Complex exponential expressions.

[lucasfish1]

Homework Statement

I just need some kind of explanation in layman's terms of what exactly is going on here. It seems as though I am missing some key element from trig. I am in a Signals class and the book lacks an explanation of the reduction used and ultimately why.

Homework Equations

I have attached a .pdf of the files.
View attachment Document1.pdf

The Attempt at a Solution

Ok, so in "b": I do not understand the simplification or reduction to the side, where 4pi is added. Also I think the same method occurs in the third answer of "d".

Also, is the reason there are 3 answers for "d" because of the cube root? If someone could just provide a short explanation as to why, that would be helpful.


Thank you so much in advance!

 

[Mark44]

Homework Statement

I just need some kind of explanation in layman's terms of what exactly is going on here. It seems as though I am missing some key element from trig. I am in a Signals class and the book lacks an explanation of the reduction used and ultimately why.

Homework Equations

I have attached a .pdf of the files.
View attachment 50347

The Attempt at a Solution

Ok, so in "b": I do not understand the simplification or reduction to the side, where 4pi is added. Also I think the same method occurs in the third answer of "d".

What they're doing in b is adding multiples of 2$\pi$ so as to get a positive angle.

From Euler's formula, e^ix = cos(x) + i*sin(x). This represents a complex number whose magnitude is 1, and that makes an angle of x radians measured counterclockwise from the positive Real axis. Note that mathematicians use i for the imaginary unit, and engineers use j.

Adding 2$\pi$ or multiples of 2$\pi$ to the exponent to get e^{i(x + 2$\pi$)} doesn't change anything except the angle. This complex number still has a magnitude of 1 - the only difference is that the angle is now x + 2$\pi$, which gets you to exactly the same point on the unit circle.

Also, is the reason there are 3 answers for "d" because of the cube root? If someone could just provide a short explanation as to why, that would be helpful.

In the same way that a number has two square roots, it will have three cube roots, four fourth roots, and so on. A real number, such as 8 has one real cube root (2) and two complex cube roots.

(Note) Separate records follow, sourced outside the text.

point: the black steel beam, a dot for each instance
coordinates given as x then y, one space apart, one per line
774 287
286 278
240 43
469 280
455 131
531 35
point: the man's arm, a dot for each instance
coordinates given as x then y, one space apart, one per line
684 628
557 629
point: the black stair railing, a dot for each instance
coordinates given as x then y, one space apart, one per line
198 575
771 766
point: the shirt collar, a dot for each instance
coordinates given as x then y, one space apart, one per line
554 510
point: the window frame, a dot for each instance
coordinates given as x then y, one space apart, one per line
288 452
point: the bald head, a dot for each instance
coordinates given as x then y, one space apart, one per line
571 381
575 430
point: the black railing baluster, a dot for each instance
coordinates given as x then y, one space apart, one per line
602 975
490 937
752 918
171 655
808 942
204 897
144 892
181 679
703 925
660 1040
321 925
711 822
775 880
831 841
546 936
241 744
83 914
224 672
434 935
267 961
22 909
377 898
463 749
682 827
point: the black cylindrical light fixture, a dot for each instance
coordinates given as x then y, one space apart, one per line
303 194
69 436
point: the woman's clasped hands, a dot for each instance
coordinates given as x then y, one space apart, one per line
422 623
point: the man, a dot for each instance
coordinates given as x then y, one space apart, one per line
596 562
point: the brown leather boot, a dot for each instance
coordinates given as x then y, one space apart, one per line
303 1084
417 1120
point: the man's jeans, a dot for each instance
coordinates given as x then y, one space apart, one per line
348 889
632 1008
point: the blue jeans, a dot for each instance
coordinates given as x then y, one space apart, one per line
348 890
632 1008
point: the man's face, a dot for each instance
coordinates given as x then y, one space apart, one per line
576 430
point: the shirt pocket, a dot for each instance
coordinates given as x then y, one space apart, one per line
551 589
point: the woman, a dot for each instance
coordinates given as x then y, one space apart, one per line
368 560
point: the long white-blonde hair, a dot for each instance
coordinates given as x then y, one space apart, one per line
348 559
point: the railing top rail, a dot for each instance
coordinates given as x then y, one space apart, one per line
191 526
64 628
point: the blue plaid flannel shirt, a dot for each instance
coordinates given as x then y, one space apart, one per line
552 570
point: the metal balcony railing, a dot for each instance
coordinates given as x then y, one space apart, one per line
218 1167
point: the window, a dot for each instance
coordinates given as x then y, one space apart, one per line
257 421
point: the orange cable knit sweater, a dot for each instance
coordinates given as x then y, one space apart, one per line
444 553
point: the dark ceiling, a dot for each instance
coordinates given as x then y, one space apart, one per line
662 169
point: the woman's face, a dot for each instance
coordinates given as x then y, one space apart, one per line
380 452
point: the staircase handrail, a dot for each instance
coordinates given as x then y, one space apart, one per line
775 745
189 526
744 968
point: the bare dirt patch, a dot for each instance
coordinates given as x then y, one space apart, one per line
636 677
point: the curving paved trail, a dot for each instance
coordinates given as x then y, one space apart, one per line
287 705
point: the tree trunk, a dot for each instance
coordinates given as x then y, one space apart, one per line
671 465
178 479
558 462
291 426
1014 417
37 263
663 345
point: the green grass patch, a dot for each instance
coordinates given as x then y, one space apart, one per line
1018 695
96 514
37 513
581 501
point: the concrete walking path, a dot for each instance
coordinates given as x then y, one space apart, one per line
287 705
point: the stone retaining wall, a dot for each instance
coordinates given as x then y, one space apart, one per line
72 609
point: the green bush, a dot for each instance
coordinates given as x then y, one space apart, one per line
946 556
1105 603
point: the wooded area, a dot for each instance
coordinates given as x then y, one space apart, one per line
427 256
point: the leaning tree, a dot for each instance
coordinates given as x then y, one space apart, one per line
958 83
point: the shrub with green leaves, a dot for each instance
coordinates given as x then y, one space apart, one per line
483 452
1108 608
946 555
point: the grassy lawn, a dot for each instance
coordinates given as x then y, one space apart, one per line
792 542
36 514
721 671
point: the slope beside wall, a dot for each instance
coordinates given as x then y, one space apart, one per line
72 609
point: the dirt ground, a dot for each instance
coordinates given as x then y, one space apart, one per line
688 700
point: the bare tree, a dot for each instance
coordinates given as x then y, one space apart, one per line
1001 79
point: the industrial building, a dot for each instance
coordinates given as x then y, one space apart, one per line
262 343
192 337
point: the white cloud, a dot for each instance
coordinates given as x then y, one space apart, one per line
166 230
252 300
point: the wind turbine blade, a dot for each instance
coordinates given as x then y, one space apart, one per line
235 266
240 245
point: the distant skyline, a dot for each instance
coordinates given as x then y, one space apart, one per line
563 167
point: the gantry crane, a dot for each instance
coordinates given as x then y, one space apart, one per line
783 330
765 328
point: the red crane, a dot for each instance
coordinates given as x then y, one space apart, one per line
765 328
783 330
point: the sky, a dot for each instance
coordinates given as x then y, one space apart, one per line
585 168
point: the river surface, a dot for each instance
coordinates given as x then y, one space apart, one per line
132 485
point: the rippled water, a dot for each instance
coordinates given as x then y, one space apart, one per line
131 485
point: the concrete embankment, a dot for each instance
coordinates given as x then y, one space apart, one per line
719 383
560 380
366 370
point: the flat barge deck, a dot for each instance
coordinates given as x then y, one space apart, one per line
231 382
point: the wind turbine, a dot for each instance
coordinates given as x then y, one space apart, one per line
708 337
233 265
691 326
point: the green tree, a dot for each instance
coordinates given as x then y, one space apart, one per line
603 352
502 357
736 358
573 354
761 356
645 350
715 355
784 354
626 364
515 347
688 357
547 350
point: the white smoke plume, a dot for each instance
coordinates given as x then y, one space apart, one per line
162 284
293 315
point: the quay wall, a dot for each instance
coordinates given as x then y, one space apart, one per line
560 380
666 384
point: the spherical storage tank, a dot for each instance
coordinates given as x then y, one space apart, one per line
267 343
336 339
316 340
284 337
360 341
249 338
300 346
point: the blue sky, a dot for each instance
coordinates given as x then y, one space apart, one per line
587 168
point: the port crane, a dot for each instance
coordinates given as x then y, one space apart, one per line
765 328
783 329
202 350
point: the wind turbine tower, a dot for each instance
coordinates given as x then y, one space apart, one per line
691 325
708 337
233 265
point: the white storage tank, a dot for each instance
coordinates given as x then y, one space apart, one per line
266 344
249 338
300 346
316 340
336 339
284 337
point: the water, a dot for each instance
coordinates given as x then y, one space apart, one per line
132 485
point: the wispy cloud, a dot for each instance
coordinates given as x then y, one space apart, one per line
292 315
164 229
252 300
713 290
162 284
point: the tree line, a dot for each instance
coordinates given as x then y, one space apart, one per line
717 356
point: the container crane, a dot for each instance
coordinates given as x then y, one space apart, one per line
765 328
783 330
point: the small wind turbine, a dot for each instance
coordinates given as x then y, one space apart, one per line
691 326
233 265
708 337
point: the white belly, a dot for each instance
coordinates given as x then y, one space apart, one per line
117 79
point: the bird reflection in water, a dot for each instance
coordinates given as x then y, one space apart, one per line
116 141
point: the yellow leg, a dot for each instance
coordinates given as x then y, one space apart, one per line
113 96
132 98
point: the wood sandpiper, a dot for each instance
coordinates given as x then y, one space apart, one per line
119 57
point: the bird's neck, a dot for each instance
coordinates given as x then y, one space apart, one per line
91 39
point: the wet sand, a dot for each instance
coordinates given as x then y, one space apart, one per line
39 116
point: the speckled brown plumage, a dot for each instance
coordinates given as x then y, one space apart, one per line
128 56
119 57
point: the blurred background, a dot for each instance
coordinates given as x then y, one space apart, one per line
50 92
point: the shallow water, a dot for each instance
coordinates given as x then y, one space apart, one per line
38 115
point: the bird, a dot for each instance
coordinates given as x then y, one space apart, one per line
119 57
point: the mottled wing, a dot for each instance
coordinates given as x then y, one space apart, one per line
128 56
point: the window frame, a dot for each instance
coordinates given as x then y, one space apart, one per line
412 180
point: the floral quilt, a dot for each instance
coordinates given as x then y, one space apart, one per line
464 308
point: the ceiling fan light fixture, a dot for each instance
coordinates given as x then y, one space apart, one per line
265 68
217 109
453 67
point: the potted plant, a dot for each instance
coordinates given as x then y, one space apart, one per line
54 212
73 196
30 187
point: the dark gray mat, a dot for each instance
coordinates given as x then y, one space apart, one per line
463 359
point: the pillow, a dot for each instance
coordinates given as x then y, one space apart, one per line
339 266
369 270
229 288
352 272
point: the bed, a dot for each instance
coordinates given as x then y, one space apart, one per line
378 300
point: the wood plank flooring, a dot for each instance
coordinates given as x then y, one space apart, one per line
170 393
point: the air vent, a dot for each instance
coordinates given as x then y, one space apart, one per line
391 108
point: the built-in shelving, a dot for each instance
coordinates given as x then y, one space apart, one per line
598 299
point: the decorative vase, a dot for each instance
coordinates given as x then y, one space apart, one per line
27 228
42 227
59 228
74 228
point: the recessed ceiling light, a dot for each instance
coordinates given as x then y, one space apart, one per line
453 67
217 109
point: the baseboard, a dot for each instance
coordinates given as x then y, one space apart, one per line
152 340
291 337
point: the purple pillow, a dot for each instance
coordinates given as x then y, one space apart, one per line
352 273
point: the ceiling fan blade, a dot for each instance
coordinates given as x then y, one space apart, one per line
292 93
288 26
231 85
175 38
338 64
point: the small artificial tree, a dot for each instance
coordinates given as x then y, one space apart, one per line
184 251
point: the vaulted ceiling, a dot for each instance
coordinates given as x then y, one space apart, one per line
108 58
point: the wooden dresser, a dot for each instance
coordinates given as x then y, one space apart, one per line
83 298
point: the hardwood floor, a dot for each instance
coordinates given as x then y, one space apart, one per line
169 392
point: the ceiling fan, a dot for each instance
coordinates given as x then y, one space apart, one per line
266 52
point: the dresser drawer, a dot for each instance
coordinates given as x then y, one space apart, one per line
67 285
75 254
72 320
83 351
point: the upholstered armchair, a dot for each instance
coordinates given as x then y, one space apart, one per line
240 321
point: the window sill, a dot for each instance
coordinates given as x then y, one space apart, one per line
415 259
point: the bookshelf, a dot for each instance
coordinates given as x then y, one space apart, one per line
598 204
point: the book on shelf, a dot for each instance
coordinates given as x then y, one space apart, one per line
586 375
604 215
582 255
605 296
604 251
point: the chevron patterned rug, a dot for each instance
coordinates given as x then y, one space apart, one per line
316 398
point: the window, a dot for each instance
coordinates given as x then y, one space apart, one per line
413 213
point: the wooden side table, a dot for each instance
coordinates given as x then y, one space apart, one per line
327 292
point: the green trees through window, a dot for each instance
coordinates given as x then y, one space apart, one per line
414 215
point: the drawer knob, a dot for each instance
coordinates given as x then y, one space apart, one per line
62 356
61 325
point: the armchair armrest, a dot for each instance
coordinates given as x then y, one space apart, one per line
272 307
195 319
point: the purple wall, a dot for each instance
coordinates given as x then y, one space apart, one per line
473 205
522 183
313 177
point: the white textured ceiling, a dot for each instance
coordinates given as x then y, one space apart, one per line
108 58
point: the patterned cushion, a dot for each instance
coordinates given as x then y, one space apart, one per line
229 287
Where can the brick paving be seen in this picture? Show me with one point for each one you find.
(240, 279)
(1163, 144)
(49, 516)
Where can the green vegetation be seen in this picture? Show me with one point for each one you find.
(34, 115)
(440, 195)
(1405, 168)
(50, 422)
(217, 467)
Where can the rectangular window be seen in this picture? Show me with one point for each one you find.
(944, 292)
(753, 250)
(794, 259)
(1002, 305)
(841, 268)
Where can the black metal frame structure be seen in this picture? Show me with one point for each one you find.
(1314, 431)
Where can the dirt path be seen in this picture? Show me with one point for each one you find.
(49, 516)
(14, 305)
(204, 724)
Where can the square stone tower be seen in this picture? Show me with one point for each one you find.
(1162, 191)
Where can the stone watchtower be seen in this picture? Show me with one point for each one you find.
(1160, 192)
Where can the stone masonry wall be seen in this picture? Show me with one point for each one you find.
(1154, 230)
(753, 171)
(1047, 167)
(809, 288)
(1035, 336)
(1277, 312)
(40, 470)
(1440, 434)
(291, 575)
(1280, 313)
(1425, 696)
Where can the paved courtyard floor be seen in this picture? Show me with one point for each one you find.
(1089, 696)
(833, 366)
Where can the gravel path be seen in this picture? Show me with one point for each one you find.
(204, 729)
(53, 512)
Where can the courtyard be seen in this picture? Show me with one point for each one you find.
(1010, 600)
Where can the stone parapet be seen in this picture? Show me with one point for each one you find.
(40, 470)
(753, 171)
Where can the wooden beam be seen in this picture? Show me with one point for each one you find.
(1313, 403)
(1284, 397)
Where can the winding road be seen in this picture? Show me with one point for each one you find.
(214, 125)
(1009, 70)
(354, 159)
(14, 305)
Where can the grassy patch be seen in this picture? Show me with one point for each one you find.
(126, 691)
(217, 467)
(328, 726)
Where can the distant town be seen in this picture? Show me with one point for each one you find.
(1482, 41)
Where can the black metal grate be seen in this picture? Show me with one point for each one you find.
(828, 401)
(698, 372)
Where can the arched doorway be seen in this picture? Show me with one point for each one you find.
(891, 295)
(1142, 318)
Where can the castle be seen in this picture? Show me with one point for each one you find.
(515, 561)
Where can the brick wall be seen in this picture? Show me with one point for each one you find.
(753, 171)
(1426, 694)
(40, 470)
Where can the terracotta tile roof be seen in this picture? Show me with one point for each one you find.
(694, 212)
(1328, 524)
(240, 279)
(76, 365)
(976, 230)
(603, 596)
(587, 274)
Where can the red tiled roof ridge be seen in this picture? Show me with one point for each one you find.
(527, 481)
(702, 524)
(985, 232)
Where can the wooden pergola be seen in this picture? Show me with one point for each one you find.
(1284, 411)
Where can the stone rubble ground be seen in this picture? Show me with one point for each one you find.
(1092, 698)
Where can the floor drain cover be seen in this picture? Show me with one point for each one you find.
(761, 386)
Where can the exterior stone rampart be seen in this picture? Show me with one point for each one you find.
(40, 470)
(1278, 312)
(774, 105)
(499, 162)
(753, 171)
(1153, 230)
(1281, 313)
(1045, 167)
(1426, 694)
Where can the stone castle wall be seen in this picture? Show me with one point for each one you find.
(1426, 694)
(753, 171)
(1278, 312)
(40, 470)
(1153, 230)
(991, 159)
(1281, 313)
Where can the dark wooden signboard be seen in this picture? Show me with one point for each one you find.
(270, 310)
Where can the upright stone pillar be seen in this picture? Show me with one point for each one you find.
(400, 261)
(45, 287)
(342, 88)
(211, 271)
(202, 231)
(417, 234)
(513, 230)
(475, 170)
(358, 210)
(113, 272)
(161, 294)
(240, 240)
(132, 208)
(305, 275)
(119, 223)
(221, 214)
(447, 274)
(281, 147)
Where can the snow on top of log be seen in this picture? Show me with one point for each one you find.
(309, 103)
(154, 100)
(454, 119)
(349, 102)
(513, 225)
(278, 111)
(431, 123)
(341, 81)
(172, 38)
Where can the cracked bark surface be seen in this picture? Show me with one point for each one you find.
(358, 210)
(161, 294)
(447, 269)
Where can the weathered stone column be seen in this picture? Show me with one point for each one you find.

Thank you so much in advance!

 

[lucasfish1]

So, it is just commonplace to work within the unit circle? I mean for my calculator both arguments produce the same answer, I just appropriate the negative when using Euler's formula.

Thanks again.

Oh and by the way, I am on my way to be an EE so its "j" for me -here on out!

 

[Bacle2]

The complex exponential is periodic with (argument) period equal to 2Pi. So if you

go around n times, then e^z= e^z+2n∏ for n=1,2,... and

e^z+2n∏ is equivalent to going around a circle n times.